TEMPO.CO, Jakarta - Direktorat Jenderal Bea dan Cukai Kementerian Keuangan menemukan keberadaan importir nakal yang mengantongi kuota impor beras asal Vietnam. Temuan yang dicatat dalam laporan yang baru selesai disusun dua pekan lalu itu menyebutkan beras medium masuk sebagai beras premium berkarung merek AAA.
"Tapi, setelah ramai-ramai beras Vietnam mencuat di media, beras medium ini tak ada lagi di kios, semua disembunyikan," kata Direktur Penerimaan dan Peraturan Kepabeanan dan Cukai, Susiwijono Moegiarso, seperti dilansir majalah Tempo, terbit Senin 10 Februari 2014.
Petunjuk bahwa beras Vietnam masuk sebagai beras medium berasal dari harga yang tercantum pada commercial invoice dan penghitungan dalam dokumen pemberitahuan impor barang (PIB). Harga yang tertera berkisar US$ 550-620 per ton, atau sekitar Rp 6.600-7.500 per kilogram. Harga ini setara dengan harga beras medium lokal. Modus seperti ini terendus dalam importasi milik CV Pari Pangan Utama.
Dalam laporan intelijen itu, beberapa importir diduga mengendalikan importasi beras Vietnam, yaitu Rudi Siswanto alias Apoi pemilik CV Sederhana Makmur dan CV Bintang Jaya Sejahtera, Hendra, Hansen, Akwang alias Ganda, Gani, Awi, Yonathan alias Aboy, Ated, dan Tejo.
Dari 98 importir non-Bulog yang tercatat dalam data kepabeanan, diduga kuat hanya segelintir orang yang mengendalikan importasi. "Diatur hanya oleh tiga orang," kata sumber Tempo. Terselip dalam laporan itu sebuah kalimat: "Aliansi importir beras nakal dekat dengan pejabat Kementerian Perdagangan yang membekingi penyimpangan impor beras."
Ditemui di Blok K Pasar Induk Cipinang, Jakarta Timur, Rudi Siswanto membantah tudingan importir beras premium memasukkan beras medium. "Tidak ada itu beras medium dari Vietnam," katanya, Rabu, 5 Februari 2014. Rudi balik menuding bahwa kicauan Billy Haryanto, pelapor membanjirnya beras medium Vietnam, tak lebih dari buntut persaingan antara importir dan bandar beras besar.
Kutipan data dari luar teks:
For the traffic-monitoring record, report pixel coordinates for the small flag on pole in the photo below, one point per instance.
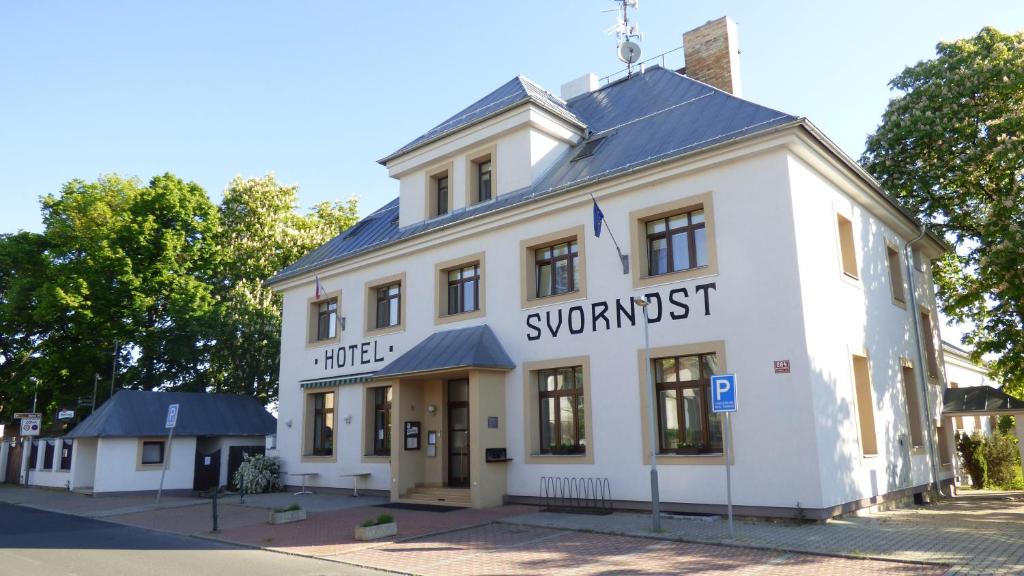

Iwan Zakaria, pemilik CV Pari Pangan Utama, juga membantah tudingan memainkan beras. "Kami mendapat izin impor beras," ujarnya.
Menteri Perdagangan waktu itu, Gita Wirjawan, membantah bagi-bagi kuota beras impor berasal dari instansinya. Menurut dia, dokumen surat persetujuan impor (SPI) yang diterbitkan Kementerian Perdagangan mengacu pada rekomendasi Kementerian Pertanian.
"SPI dan sisinya pasti tidak anomali, tidak lebih dari yang direkomendasikan," katanya. Adapun Menteri Pertanian Suswono menegaskan rekomendasi kuota mengacu pada rapat bersama tim kelompok kerja perberasan yang dipimpin Kementerian Koordinator Perekonomian.